Sama seperti rute menuju Pulau Kelapa, Teluk Kiluan, kami berangkat melintasi jalan pesisir Teluk Betung hingga Pesawaran, dari jalanan aspal hingga berbatu, menanjak dan menurun membelah perbukitan. Sungguh aduhai tanjakan dan turunan yang kami lewati terutama setelah melewati desa Bawang. Beruntung, aku sudah menukar motorku terlebih dahulu dengan motor teman supaya tak mentok bila terkena lubang dan kuat saat melibas tanjakan.

Sisi lain pantai Gigi Hiu, lautnya lebih tenang dan berbatu.

Bersyukur tak ada kendala yang kami temui selama di perjalanan. Setelah tiba di desa Bawang, kami membeli kebutuhan untuk menginap nanti, takutnya tidak ada lagi warung yang akan kami temui. Di desa itu pun, menjadi tempat terakhir untuk memperoleh sinyal handphone.

Pantai Gigi Hiu dari area parkir.

Ternyata cukup mudah untuk menemukan dimana letak pantai Gigi Hiu.

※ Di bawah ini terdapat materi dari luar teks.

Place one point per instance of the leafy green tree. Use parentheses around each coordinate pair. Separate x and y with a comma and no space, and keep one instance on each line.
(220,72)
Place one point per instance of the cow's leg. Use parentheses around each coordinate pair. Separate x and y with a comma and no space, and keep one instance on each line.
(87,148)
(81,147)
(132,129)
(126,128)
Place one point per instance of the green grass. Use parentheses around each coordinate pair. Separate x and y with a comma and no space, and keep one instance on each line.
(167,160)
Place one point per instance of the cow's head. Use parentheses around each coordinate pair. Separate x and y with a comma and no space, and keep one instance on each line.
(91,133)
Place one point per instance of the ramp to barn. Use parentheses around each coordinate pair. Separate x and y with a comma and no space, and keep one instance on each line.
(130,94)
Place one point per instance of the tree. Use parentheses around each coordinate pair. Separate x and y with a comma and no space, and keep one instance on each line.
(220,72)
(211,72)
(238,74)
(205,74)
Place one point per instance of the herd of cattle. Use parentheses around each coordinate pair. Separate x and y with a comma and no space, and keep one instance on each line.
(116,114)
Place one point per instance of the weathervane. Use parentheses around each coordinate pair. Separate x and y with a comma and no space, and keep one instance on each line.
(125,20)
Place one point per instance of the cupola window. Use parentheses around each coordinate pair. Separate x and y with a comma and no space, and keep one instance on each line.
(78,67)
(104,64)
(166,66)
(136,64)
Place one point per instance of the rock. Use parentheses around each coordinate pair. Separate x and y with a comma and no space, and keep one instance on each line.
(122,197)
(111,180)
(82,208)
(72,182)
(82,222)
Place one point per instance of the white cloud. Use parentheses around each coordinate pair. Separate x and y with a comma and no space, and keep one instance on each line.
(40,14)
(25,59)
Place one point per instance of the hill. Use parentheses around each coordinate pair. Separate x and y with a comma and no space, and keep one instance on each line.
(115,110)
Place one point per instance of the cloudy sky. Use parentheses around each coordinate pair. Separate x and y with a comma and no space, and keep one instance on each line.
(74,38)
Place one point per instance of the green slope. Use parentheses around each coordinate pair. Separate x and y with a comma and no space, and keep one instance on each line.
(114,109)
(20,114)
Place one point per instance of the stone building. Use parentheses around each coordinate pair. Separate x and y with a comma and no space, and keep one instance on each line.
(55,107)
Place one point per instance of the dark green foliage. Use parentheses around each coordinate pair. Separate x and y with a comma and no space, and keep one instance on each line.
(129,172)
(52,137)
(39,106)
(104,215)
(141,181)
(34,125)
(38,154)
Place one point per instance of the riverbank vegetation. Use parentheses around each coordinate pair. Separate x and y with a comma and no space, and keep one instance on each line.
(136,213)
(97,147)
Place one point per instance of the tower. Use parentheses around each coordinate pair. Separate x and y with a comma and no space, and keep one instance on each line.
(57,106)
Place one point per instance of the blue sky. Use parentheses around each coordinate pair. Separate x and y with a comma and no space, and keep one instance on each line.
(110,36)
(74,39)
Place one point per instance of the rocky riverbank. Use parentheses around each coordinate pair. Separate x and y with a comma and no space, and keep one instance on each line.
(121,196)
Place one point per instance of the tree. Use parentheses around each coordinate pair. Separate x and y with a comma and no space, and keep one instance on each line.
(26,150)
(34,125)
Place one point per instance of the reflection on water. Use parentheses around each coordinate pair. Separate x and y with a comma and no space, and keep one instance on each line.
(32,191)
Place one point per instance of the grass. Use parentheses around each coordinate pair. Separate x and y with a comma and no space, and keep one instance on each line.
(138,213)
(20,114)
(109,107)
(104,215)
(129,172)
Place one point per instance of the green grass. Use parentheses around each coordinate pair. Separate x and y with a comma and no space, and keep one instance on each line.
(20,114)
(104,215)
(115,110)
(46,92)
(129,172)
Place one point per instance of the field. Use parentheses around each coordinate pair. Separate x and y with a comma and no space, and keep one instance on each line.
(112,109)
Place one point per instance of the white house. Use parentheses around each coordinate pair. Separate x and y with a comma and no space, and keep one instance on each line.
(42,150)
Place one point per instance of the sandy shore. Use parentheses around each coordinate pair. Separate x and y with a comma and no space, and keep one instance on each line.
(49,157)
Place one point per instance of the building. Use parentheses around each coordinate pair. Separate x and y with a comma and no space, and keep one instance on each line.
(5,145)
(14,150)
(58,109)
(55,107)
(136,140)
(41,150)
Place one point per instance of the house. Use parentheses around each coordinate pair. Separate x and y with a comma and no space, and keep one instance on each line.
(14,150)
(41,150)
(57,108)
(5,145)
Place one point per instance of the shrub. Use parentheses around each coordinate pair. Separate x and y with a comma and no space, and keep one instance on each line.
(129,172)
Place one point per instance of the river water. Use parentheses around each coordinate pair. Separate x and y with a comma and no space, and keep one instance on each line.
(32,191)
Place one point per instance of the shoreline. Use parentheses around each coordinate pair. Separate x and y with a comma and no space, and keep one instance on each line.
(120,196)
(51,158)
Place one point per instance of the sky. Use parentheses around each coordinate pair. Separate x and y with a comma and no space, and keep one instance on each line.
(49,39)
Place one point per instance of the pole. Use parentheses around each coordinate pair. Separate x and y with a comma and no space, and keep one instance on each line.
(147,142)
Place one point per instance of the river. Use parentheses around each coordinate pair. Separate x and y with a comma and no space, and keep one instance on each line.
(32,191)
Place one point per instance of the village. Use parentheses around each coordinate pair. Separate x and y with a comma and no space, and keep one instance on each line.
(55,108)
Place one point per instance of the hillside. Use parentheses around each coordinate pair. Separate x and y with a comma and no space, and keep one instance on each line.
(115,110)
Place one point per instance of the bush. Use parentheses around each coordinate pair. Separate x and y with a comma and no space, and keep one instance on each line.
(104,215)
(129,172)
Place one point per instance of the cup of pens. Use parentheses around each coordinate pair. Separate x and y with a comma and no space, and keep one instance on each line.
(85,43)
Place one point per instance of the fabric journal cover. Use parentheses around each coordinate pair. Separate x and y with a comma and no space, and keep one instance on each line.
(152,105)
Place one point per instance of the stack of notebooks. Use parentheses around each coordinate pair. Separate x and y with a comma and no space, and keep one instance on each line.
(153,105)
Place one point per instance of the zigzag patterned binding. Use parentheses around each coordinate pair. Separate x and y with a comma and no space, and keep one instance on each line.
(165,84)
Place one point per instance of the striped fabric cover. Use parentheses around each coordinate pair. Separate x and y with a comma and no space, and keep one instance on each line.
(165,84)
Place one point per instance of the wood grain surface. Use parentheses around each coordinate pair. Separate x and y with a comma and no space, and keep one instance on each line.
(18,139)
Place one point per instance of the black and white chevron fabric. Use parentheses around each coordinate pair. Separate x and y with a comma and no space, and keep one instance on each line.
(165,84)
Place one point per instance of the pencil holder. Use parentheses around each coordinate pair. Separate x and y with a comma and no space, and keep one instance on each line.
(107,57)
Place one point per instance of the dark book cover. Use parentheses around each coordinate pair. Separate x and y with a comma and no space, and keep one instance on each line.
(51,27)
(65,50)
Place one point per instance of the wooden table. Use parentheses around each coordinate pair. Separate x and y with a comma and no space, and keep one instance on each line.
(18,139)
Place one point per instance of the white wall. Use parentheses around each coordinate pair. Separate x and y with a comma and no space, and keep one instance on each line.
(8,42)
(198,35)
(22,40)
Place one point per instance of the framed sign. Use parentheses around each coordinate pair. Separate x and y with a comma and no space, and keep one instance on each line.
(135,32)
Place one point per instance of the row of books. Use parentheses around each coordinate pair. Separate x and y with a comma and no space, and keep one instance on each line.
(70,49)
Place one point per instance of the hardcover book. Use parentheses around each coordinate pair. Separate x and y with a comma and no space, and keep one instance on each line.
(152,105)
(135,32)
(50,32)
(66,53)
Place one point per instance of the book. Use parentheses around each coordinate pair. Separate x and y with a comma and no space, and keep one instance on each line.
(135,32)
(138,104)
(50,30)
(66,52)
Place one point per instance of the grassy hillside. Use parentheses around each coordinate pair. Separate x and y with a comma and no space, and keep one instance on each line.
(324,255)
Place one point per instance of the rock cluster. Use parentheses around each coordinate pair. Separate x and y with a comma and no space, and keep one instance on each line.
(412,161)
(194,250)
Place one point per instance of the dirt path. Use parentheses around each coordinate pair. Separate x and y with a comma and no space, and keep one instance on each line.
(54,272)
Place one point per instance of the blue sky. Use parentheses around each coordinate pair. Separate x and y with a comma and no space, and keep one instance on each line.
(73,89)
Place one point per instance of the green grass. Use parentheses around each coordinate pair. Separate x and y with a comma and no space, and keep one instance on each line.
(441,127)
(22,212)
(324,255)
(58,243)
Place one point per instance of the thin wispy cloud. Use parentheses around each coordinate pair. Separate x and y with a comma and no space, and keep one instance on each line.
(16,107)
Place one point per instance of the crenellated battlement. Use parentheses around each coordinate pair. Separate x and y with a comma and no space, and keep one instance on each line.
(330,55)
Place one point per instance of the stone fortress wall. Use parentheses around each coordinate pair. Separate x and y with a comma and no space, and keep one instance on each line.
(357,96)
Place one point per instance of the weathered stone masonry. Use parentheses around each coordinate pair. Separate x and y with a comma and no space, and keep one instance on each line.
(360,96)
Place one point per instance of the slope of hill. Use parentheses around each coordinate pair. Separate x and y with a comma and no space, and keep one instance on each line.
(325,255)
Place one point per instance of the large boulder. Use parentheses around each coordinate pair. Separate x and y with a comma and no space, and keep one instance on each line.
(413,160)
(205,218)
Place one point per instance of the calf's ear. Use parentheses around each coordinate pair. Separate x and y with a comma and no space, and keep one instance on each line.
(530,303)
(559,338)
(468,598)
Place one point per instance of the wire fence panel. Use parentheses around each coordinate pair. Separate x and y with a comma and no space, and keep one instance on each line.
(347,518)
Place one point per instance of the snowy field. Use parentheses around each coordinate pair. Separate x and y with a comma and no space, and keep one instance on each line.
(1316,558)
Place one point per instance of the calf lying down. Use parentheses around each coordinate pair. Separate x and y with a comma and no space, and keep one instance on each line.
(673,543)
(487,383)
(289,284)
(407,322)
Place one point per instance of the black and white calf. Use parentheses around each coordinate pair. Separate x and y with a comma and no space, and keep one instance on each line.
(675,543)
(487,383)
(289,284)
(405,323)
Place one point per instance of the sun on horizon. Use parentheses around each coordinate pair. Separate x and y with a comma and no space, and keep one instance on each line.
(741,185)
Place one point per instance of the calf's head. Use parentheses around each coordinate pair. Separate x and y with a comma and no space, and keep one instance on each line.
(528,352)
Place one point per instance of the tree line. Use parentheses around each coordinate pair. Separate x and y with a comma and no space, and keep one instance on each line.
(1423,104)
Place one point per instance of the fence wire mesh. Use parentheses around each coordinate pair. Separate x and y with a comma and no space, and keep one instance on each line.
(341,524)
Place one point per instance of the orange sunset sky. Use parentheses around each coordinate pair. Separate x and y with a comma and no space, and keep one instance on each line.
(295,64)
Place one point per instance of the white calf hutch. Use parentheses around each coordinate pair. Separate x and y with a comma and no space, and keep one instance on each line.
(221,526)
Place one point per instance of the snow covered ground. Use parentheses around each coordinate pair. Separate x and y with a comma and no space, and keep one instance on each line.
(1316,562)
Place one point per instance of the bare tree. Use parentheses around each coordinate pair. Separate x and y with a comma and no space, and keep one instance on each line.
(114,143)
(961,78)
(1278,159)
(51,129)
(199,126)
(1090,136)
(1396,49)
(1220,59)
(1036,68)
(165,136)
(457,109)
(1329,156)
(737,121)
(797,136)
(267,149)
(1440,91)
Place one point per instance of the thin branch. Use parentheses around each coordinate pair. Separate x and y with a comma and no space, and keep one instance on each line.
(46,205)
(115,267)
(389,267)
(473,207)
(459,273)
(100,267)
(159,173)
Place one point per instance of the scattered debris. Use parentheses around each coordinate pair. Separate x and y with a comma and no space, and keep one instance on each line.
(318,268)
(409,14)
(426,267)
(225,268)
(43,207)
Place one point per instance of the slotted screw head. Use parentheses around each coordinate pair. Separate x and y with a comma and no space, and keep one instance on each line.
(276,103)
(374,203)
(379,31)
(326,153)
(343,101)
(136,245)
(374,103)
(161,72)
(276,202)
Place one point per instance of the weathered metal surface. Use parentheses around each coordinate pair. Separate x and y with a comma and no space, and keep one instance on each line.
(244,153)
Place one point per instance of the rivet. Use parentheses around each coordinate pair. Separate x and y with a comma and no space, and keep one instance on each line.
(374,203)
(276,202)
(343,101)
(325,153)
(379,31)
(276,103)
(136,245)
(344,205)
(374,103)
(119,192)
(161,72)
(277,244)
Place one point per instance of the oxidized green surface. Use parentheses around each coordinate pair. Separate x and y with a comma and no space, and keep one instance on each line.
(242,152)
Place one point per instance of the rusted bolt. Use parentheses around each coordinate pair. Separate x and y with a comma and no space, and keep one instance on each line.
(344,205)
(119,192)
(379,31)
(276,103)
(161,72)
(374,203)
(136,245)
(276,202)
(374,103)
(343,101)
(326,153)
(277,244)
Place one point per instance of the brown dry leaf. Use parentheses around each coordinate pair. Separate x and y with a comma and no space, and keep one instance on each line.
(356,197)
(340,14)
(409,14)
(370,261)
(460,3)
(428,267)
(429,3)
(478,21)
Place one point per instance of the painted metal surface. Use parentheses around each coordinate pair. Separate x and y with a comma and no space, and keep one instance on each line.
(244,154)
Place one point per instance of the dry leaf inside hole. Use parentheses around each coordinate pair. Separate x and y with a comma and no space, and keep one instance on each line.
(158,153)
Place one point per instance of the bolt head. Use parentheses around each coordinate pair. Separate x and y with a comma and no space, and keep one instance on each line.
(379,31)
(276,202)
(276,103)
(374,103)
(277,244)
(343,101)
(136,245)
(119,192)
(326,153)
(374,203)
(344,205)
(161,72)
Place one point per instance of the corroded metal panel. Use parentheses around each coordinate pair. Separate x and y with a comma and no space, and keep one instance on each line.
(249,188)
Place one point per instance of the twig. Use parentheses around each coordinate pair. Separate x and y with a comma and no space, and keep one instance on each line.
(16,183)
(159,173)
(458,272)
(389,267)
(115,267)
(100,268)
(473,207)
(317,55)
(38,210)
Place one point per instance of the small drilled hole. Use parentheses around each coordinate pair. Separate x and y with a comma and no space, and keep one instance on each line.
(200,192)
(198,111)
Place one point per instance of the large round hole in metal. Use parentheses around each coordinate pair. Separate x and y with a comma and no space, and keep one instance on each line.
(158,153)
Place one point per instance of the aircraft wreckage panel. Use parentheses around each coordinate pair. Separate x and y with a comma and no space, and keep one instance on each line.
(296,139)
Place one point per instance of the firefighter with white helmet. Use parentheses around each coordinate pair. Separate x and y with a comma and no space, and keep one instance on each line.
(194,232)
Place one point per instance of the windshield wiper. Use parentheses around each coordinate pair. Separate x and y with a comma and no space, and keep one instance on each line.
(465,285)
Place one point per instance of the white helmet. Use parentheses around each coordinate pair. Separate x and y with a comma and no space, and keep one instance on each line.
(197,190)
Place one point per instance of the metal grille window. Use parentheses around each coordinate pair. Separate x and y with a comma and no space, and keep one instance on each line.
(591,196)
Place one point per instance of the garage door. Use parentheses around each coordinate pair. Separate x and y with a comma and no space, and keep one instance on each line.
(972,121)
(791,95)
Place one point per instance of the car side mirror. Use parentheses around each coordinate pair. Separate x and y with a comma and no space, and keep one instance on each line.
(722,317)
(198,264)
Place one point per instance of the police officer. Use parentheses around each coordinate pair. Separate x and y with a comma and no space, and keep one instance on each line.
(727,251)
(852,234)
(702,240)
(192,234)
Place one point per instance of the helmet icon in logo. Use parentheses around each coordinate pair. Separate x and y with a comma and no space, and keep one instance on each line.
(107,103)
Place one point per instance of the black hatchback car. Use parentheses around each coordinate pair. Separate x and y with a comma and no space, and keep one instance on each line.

Setelah membelah 2 bukit yang tanjakan dan turunannya aduhai, sudah ada plang nama dipasang di tepi jalan dan kami pun bisa membawa motor kami sampai ke tepi pantai. Di tepi pantai, kami langsung dihampiri oleh seorang ibu yang berdagang makanan. Ternyata ada pedagang di tempat itu, walaupun dagangannya hanyalah makanan ringan dan minuman kemasan. Karena maksud kami akan bermalam di sana, kami dikenakan tarif Rp35.000,- setiap orangnya. Cincailah.

Pantainya banyak batunya. Kalau malam, banyak yang berburu umang-umang.

Tenda kami dirikan di bawah bukit.

Kami diizinkan membuat tenda di mana saja, asal jangan terlalu dekat dengan air, karena kemungkinan air bisa pasang dan ombaknya cukup berbahaya. Sepertinya tidak memungkinkan juga untuk buat tenda di tepi pantai karena hampir seluruh tepi pantai berbatu. Akhirnya, kami mencari tempat yang permukaan tanahnya tidak berbatu karena kami hanya punya satu matras untuk alas tidur nanti.

2 junior Aris yang baru mencoba pergi jauh, Sunan dan Nanda.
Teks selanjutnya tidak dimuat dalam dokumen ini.